Invited Webinars
Generative Deep Learning - PhD Course in ICT

Thanks to the support of the TensorFlow Faculty Award, the Generative Deep Learning PhD course is thrilled to host two webinars from international experts in the generative deep learning research field from Google Brain and Stanford AI Lab.

The webinars will be held online via Zoom at the link https://uniroma1.zoom.us/j/86596351314?pwd=T0pja1RKLzFTd2ZabWN0TS9yN2tMQT09.


THE FIRST SEMINAR IS MOVED TO GOOGLE MEET:  https://meet.google.com/ixo-jdee-ash.


Imagen: imagine · illustrate · inspire
Photorealistic Text-to-Image Diffusion Models with Deep Language Understanding

Chitwan Saharia, Google Brain

Tuesday 21st, 4:00 pm, Zoom

Abstract

Imagen is a text-to-image diffusion model with an unprecedented degree of photorealism and a deep level of language understanding. Imagen builds on the power of large transformer language models in understanding text and hinges on the strength of diffusion models in high-fidelity image generation. Our key discovery is that generic large language models (e.g. T5), pretrained on text-only corpora, are surprisingly effective at encoding text for image synthesis: increasing the size of the language model in Imagen boosts both sample fidelity and image-text alignment much more than increasing the size of the image diffusion model. Imagen achieves state-of-the-art results in COCO without ever training on COCO, and, when compared with recent methods including VQ-GAN+CLIP, Latent Diffusion Models, and DALL-E 2, human raters prefer Imagen over other models in side-by-side comparisons, both in terms of sample quality and image-text alignment.

Bio

Chitwan Saharia is a Research Engineer at Google Brain, Toronto. He finished his undergrad at the Indian Institute of Technology (IIT), Bombay with a major in Computer Science and Engineering. He interned at Mila, Montreal under the supervision of Prof. Yoshua Bengio, and Dzmitry Bahdanau.
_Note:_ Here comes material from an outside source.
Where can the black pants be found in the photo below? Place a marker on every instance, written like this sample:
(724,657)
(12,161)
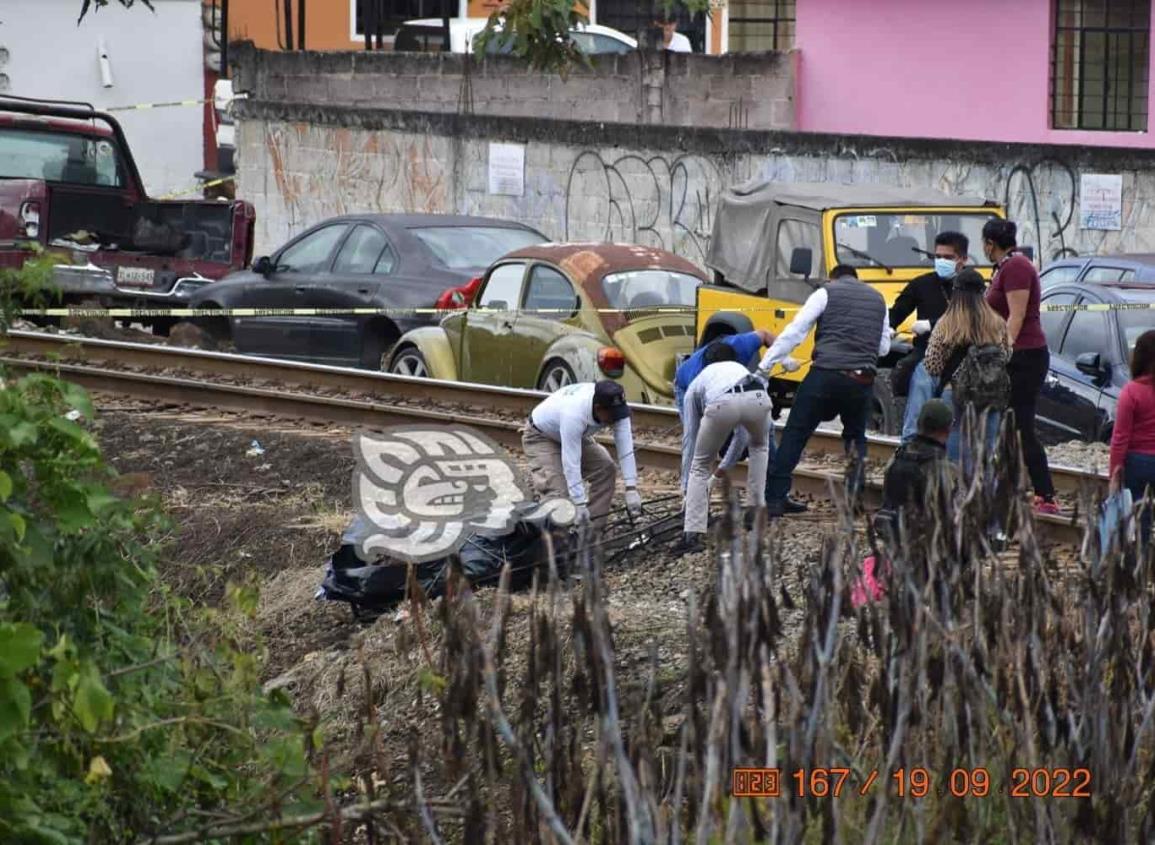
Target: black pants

His research interests are mainly diffusion-based image generative models. He has also been actively working on non-autoregressive generative models for text. As an undergrad, he interned at MILA and worked on analyzing sample complexity of learning algorithms for grounded language learning.
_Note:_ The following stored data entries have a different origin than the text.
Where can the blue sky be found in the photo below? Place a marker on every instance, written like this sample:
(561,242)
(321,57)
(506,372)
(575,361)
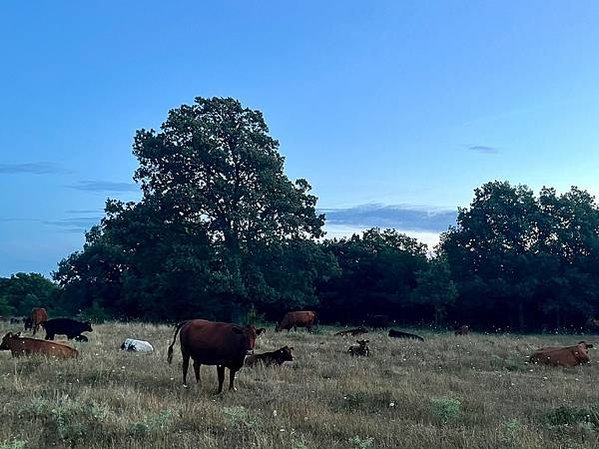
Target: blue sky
(396,105)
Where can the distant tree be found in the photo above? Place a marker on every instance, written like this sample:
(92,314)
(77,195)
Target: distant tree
(217,228)
(23,291)
(525,261)
(436,289)
(378,274)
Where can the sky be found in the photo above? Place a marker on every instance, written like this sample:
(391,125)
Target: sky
(395,111)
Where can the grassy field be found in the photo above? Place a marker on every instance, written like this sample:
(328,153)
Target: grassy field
(448,392)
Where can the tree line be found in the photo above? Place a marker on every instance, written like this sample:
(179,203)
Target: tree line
(222,233)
Creating noise from data is easy; 

creating data from noise is generative modeling
Score-Based Generative Modeling through Stochastic Differential Equations

Yang Song, Stanford AI Lab

Monday 27th, 5:30 pm, Zoom

Abstract

Creating noise from data is easy; creating data from noise is generative modeling. We will see a stochastic differential equation (SDE) that smoothly transforms a complex data distribution to a known prior distribution by slowly injecting noise and a corresponding reverse-time SDE that transforms the prior distribution back into the data distribution by slowly removing the noise. Crucially, the reverse-time SDE depends only on the time-dependent gradient field (a.k.a., score) of the perturbed data distribution. By leveraging advances in score-based generative modeling, it is possible to accurately estimate these scores with neural networks, and use numerical SDE solvers to generate samples. This framework encapsulates previous approaches in score-based generative modeling and diffusion probabilistic modeling, allowing for new sampling procedures and new modeling capabilities. In addition, this method provides a new way to solve inverse problems with score-based models, as demonstrated with experiments on class-conditional generation, image inpainting, and colorization. Combined with multiple architectural improvements, the approach achieves record-breaking performance for unconditional image generation, a competitive likelihood, and demonstrates high fidelity generation of 1024 x 1024 images for the first time from a score-based generative model.

Bio

Yang Song is a final-year Ph.D. student in Computer Science at Stanford University, advised by Stefano Ermon. He obtained his Bachelor’s degree in Mathematics and Physics from Tsinghua University. He was a research intern at Google Brain, Uber ATG, and Microsoft Research. He was awarded with the Outstanding Paper Award at the 9th International Conference on Learning Representations (ICLR) in 2021 for his paper “Score-Based Generative Modeling through Stochastic Differential Equations”.

His research focuses on the foundations of deep generative models, as well as their applications to AI safety, inverse problems, and their impacts on the broader field of machine learning. He has made several key contributions to the mathematical formulation and empirical performance of score-based generative models.